What I won't let pass is the fact that Morris and his new partner Vidal (Goscinny having 86'd a few years earlier) have decided to get rid of Luke's perennial cigarette hangin' from his lips, replacing it with a blade of grass which I would assume sends some sorta message to the lumpen Gallic kiddies who eat LUCKY LUKE up with a passion! 'n really, after all these years of living in a dictatorship of the health nut do we need to cowtow to the forces that be who have been ruining our lives for nigh on fiftysome years with their school marmish scoldings regarding everything we desire to cram into our mouths and down out gullets? Just like we don't need to extend tongue up the posteriors of these Old Scolds who see infractions upon their desire to create "The New Eunuch" and wrongs to be righted whenever they open their peepers!

You all know just how puked to the guts I am about all of these alleged "evils" that has been overlooked in the entire history of humankind ever since Adam did a number two in the Garden of Eden's potato patch that all of a sudden have to not only be "corrected" but amended for in yet another public display of "We Are All Responsible" sackcloth and ashes. Just dig this crazy example of "virtue signalling" in perhaps its vilest form:
First published in 1985, La Fiancee de Lucky Luke will no doubt ruffle many feathers among today's readers. While it could be argued that the casual sexism of some of the jokes is a reflection of Lucky Luke's times, it is more accurately a reflection of French and Belgian societies in the 80s. There is nothing here that is militantly misogynistic, but we urge you to remember that a comic is a work that is anchored in its own time, and to view that aspect as a sign of how far we've gone on the road to equality - and how far we still have to go.
Sheeee-yit! Like ya can't even guffaw at the sight of a buncha pretty missies shrieking over the sight of a mouse anymore, and if you can't laff at that what else can ya laff at other'n gimps and harelips? Yes, "how far we have to go" before ya can't laff at ANYTHING, and the only things I find worth chortlin' over these sad 'n sorry days is a humor of a crass and tasteless variety given how grim and ultra-Victorian (in a strangely libertine way) life has become as of late.

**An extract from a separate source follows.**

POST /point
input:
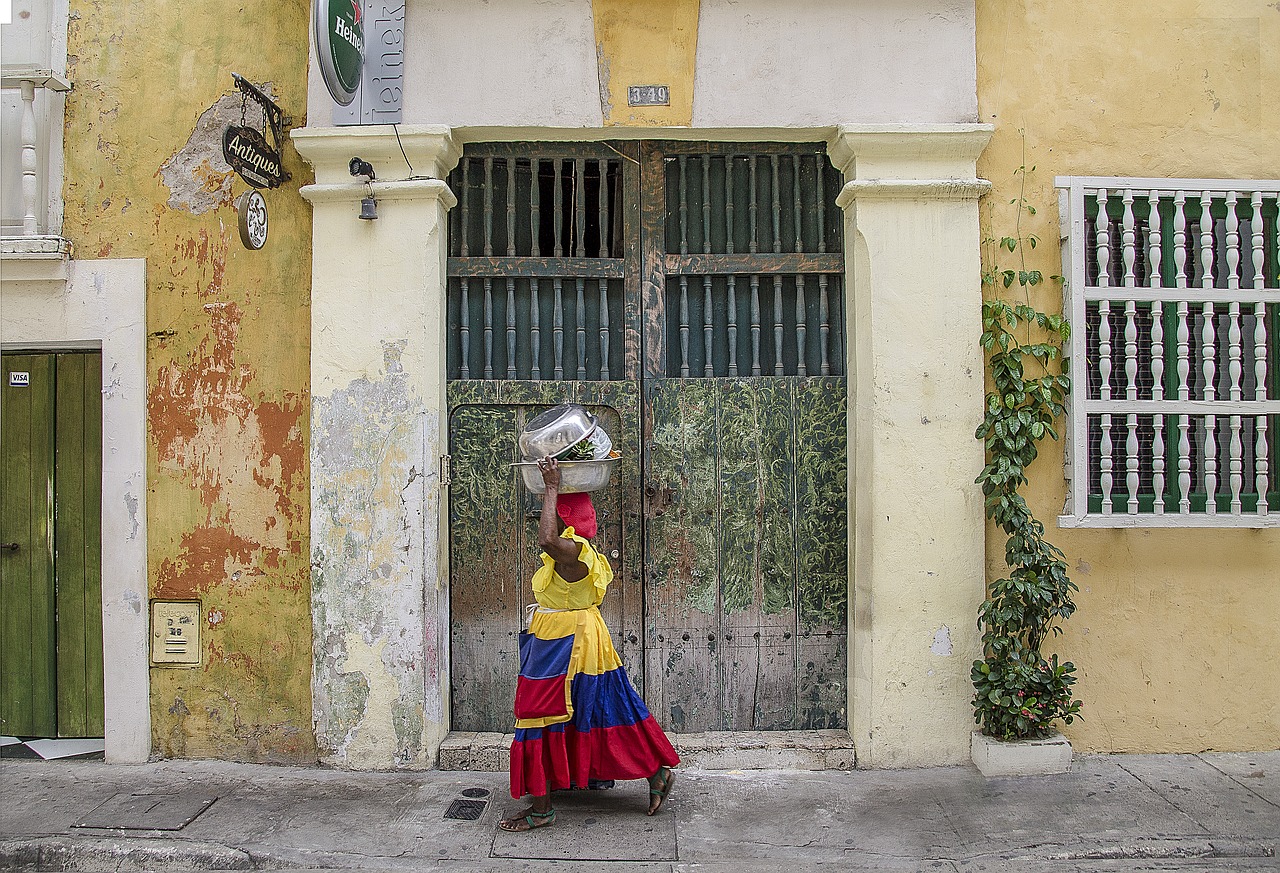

But keeping all that aside I gotta say that I enjoyed this fairly late entry into the LUCKY LUKE canon. As usual the French/Belgian turn on the Old West does come up withe some pretty interesting takes on eggs-ackley what them olde tymey dayze was kinda/sorta like. Nothing as off-kiltered as that one Buddy Holly show on the BBC which originally had Buddy ordering some egg 'n chips in a Texas diner until the Amerigan actor playing Buddy pointed this little snag out, but just enough that you don't really notice it like you did that US Army general on SUPERCAR who said "shedjule" 'stead of "skedjule". Eh, I'm sure alla those Europeons who were bombarded with tee-vee reruns of these moom pitchers to the point where they actually created their own homespun efforts swallowed this stuff up like nice 'n WHOLE, and really, once you get down to it this representation of the Western genre is way more accurate than that gay version of THE RAWHIDE KID a few decades back..

In this saga Luke is hired to haul some mailorder brides to the small town of Purgatory which has been pretty female-less for some time. Luke, along with his horse sidekick "Jolly Jumper" (sheesh!) manage to get the entire brood hauled over with the help of an extremely homo hairdresser/escort, and not only does he finish this Herculean task but he roots out an escaped convict dressed as one of the gals along the way and while intermingling with some Indians sells 'em a whole buncha bonnets and dresses to wear.

However, when the wagon train finally gets to Purgatory it seems as if Jenny O'Sullivan (she the one who keeps cooking the Irish Stew that gives credence to the tale of an army moving on its puke or something like that) is outta luck since her fiancee is in jail for tearing apart the local saloon in celebration. Luke has to take care of her until the drunk gets out which leads to a whole load of funzy gags what with O'Sullivan's natural prissiness getting the better of Our Hero.

It's at this point where the infamous Daltons once again enter into the LUCKY LUKE saga when they kidnap Jenny who manages to do the old RANSOM OF RED CHIEF gag on 'em making things so miserable to the point where they're just beggin' to get back into stir what with the housework and the stew sorta crampin' the idea of freedom. And who sez that men who are dragged by the noses by females of any sort are "free"?

If you can go for the Smurf/Asterix-like European style this might appeal to you. Fans of old cowboy comics probably already know about these and have gulped LUCKY LUKE down by the load. And (how I just love repeating my grievances regarding moderne-day living!) considering the slop that's being passed off on us these days a book like BRIDE OF LUCKY LUKE really does make for a free time fun reading that not only gives you a good story and better'n your local college newspaper comic art, but acts as a reminder of what comics generally were like before they had to "grow up" to the point of being so pseudo-intellectual that only a college freshman with a Sartre book he never got beyond page four with could derive any pleasure outta it.

1 comment:

Bill S. said...

There was also a feature film (which was a pilot) and an 8-episode TV series starring Terence Hill as Lucky Luke which was inspired by the comic. Roger Miller (the King of the Road one) co-starred in the film, and Ruth Buzzi co-starred in the series.